Somewhere in my Youth or Childhood . . .

. . . I must have done something good.

Days like today are the best days. Linda’s apple streusel pies are made, and the pumpkin chiffon pies are in progress. She’s made most of the appetizers, including my favorite, peppers Provençal. Yesterday, I prepped the bourbon sweet potatoes (purple!), and our friend Amy prepped the roasted root vegetables with hot honey butter and lime. Today we’ll get to work on the turkey with bacon-cider gravy, cranberry-walnut relish, and other dishes. Between family and friends, we’ll have everything from curried butternut squash soup to sautéed spinach and pancetta to maple cheesecake with vanilla whipped cream and tart apple compote.

My younger son spent an hour or so out in the yard with the leaf blower. “The good thing about having people over at five o’clock,” says Linda, “is that it’s dark already. They won’t see what a mess the yard is.” That my son would fly across the country for this holiday and cheerfully help with yard work is progress of a sort we would not have expected a few years ago. We won’t have as much of my side of the family as usual this year, but between friends and Linda’s relatives we’re still seating nineteen for dinner. And get this: everyone genuinely likes everyone else.

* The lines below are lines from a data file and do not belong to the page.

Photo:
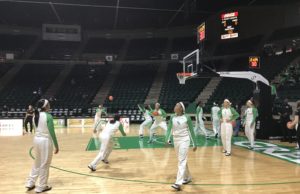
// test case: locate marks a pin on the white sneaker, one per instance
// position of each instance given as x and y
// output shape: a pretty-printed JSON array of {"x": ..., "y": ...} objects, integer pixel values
[
  {"x": 187, "y": 181},
  {"x": 176, "y": 187}
]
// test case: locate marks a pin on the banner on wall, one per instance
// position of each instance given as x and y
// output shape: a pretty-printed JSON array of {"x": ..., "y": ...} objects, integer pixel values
[
  {"x": 59, "y": 123},
  {"x": 11, "y": 127}
]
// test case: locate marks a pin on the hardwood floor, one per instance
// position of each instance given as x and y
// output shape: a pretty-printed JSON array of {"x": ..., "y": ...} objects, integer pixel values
[{"x": 145, "y": 170}]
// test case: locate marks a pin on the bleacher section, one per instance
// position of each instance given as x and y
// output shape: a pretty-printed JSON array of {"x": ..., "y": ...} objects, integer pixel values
[
  {"x": 55, "y": 50},
  {"x": 5, "y": 68},
  {"x": 151, "y": 48},
  {"x": 28, "y": 86},
  {"x": 16, "y": 44},
  {"x": 173, "y": 92},
  {"x": 79, "y": 89},
  {"x": 131, "y": 88},
  {"x": 104, "y": 46}
]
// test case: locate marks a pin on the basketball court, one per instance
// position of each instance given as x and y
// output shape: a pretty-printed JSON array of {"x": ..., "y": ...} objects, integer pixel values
[{"x": 141, "y": 167}]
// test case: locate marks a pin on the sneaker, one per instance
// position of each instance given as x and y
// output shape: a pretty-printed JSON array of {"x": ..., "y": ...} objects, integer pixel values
[
  {"x": 150, "y": 141},
  {"x": 105, "y": 161},
  {"x": 186, "y": 181},
  {"x": 29, "y": 188},
  {"x": 176, "y": 187},
  {"x": 48, "y": 188},
  {"x": 227, "y": 154},
  {"x": 91, "y": 168}
]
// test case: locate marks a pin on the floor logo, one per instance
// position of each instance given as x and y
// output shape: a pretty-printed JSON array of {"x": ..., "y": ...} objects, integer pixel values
[{"x": 273, "y": 150}]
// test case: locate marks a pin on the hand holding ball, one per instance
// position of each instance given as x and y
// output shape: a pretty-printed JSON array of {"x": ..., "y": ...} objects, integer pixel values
[{"x": 155, "y": 113}]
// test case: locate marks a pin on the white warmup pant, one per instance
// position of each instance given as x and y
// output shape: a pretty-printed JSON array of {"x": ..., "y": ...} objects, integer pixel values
[
  {"x": 226, "y": 135},
  {"x": 105, "y": 149},
  {"x": 200, "y": 126},
  {"x": 216, "y": 126},
  {"x": 143, "y": 125},
  {"x": 161, "y": 124},
  {"x": 249, "y": 131},
  {"x": 43, "y": 150},
  {"x": 181, "y": 146}
]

Last night, with our work done for the day, we kicked back and tested various methods of spiking eggnog.

I’ve known lean years and hard times. Sleepless nights and agonizing choices are old companions of mine. But if that’s what it took to get to these days, then it was all worth it. I have family, friends, love, and affection in abundance now. I treasure the people in my life, though sometimes I wonder what they’re doing here and why they stick around. It isn’t all butterflies and Fudgesicles, but it’s close.

My father says that if you have luck, you don’t need brains or talent. I don’t know if what I have now is luck or something else, and I don’t care. It’s more than enough for me.